- Coordinates: 44°46′38″N 19°19′12″E﻿ / ﻿44.777243°N 19.320079°E
- Country: Bosnia and Herzegovina
- Entity: Republika Srpska

Government
- • Mayor: Slobodan Pavlović
- Time zone: UTC+1 (CET)
- • Summer (DST): UTC+2 (CEST)
- Website: www.slobomir.com

= Slobomir =

Slobomir (Cyrillic: Слобомир) is a new town project in Bosnia and Herzegovina. It is located on the Drina River near Bijeljina, part of the Bijeljina municipality. It was founded by Slobodan Pavlović, a Bosnian Serb businessman.

According to Pavlović, it is supposed to be one of the major cities of post-war Bosnia-Herzegovina. The city is planned be located in two countries, Bosnia-Herzegovina and Serbia, with the majority of it in Bosnia and Herzegovina. The city's name is a combination of its founder's name, Slobodan Pavlović, and his wife's name, Mira.
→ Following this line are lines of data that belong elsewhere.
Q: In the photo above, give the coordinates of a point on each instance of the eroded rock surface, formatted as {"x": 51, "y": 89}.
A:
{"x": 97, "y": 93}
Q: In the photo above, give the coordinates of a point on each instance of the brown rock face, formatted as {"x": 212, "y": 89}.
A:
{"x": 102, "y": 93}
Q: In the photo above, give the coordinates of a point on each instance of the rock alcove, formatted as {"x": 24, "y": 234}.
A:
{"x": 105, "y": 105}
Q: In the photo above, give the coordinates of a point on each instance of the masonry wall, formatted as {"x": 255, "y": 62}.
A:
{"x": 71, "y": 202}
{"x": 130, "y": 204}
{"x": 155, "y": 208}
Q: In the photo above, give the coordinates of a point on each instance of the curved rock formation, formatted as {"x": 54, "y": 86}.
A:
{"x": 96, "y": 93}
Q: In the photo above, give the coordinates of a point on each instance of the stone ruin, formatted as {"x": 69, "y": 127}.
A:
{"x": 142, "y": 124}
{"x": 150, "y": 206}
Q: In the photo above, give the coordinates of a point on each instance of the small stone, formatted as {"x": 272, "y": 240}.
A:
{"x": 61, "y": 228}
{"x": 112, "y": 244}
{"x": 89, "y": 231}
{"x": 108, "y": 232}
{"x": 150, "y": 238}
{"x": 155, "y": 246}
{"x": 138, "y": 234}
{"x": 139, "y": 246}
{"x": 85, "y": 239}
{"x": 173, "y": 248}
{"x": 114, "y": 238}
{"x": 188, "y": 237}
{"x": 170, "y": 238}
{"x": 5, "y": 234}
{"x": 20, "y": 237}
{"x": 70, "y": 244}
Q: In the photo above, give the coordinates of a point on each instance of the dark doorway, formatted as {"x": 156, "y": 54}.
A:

Conveniently, its name means "the city of freedom and peace", from the words "sloboda", meaning freedom, and "mir", meaning peace.

The city is under construction on both sides of the Drina River, next to a major road from Bijeljina to Bogatić, in the vicinity of "Pavlović's bridge" which connects Bosnia and Herzegovina and Serbia.

The city's plans include a Pavlović Tower, intended to be the biggest building on the Balkan peninsula with 37 floors.

The largest completed buildings are Slobomir P University, the Pavlović International Bank, and the Slobomir duty-free zone.